FUNGSI DAN MAKNA BEBEGIG SUKAMANTRI SEBAGAI IKON BUDAYA ASTRAL SUNDA

Abstract
Penelitian ini mengungkap makna dan fungsi Bebegig Sukamantri, suatu karnaval rakyat yang berpotensi menjadi ikon budaya masyarakat Sunda di Kabupaten Ciamis, Jawa Barat. Bebegig Sukamantri dilestarikan oleh masyarakat desa setelah mengalami perubahan fungsi dan makna seiring perkembangan zaman. Studi tentang Bebegig Sukamantri masih jarang tetapi cukup sering ditampilkan dalam tulisan media sosial.
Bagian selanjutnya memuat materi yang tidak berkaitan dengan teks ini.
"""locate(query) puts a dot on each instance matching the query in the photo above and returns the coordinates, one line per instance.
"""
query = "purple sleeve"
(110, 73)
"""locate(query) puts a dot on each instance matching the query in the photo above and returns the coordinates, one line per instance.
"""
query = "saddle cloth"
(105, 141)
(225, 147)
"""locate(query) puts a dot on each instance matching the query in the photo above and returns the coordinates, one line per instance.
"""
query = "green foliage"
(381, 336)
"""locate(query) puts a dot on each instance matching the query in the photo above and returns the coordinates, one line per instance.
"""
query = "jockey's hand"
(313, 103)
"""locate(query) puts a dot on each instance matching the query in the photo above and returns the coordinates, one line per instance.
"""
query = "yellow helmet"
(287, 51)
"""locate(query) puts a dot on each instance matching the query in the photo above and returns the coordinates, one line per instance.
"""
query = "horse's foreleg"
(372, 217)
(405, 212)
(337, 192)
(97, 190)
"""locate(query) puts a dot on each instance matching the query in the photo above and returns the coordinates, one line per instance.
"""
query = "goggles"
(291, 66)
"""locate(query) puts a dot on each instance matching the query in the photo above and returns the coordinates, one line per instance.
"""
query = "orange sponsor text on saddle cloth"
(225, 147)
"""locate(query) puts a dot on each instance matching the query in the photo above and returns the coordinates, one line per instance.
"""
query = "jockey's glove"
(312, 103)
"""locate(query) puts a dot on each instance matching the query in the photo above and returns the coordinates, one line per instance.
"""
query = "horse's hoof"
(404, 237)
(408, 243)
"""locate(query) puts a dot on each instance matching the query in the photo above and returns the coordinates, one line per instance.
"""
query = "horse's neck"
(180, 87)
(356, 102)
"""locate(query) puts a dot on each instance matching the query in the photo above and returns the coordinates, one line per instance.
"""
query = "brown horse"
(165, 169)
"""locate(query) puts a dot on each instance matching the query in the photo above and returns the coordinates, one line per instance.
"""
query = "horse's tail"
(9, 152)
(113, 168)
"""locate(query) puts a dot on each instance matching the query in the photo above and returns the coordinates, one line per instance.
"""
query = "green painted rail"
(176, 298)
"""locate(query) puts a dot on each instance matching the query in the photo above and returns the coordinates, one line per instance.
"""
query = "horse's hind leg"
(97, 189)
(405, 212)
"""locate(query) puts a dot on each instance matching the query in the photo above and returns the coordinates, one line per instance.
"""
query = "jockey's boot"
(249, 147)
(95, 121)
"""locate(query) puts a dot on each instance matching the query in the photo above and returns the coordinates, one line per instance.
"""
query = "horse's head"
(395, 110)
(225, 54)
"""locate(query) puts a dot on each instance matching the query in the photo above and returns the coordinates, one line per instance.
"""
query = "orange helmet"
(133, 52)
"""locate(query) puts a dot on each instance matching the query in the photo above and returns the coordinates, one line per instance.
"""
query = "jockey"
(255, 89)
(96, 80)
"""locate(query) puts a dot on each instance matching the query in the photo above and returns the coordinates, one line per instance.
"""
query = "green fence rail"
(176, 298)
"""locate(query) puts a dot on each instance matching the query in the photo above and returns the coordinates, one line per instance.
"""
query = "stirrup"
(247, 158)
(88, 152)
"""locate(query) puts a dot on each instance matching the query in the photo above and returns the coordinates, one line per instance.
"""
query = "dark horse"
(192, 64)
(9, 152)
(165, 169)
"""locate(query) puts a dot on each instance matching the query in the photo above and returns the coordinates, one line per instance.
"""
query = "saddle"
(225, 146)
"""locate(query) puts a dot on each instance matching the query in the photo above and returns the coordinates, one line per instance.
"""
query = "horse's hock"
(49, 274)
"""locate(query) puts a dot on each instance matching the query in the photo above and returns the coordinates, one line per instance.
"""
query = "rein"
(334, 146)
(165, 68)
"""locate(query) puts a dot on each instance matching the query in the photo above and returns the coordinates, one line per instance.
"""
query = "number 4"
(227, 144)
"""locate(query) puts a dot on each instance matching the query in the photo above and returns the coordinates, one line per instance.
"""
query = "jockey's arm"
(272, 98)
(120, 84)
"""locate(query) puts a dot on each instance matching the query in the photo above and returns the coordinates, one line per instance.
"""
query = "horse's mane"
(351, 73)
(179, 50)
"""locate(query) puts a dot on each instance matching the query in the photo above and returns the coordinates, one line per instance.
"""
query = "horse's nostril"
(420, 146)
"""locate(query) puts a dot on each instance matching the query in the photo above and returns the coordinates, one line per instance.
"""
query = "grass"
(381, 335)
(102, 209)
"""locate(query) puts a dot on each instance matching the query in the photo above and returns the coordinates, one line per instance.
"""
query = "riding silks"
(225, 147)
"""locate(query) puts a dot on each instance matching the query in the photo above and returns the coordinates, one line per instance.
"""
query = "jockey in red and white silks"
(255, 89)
Dalam memahami makna dan fungsi Bebegig Sukamantri, penelitian dilakukan dengan menggunakan metode kualitatif dalam bentuk teknik triangulasi yang merujuk pada penggunaan berbagai metode atau sumber data untuk mendapatkan pemahaman yang komprehensif tentang fenomena sosial budaya yang berkembang di masyarakat. Berbagai data primer diperoleh dari proses observasi, wawancara, dan partisipasi subjek. Sekitar 54 bentuk topeng diidentifikasi memiliki karakter unik dan berbeda serta dapat dikelompokkan ke dalam tiga kategori karakter Raksasa-Détya-Dénawa yang merupakan visualisasi dari jenis makhluk astral yang dikenal dalam budaya Sunda kuno. The study reveals the meaning and function of a Bebegig Sukamantri. Also known as a festival of traditional dance performance, it has a potential of becoming an outstanding Sundanese cultural icon in Ciamis Regency, West Java. After its function and meaning has changed over time, Bebegig Sukamantri is preserved by the the village community. The study on Bebegig Sukamantri has attracted few researchers. However, it appears frequently on social media. To understand the meaning and function of Bebegig Sukamantri, the qualitative methods with triangulation method data has been used. Triangulation refers to the use of multiple methods or data sources in qualitative research to develop a comprehensive understanding of social-cultural phenomenon. Various primary data collection methods involved the process of observation, interviews, and subject participation. Research identified 54 masks. Each consists of unique and different characters. The masks are subsequently categorized into three character, namely Raksasa – Détya – Dénawa. Those visualize the astral creatures known in ancient Sundanese culture.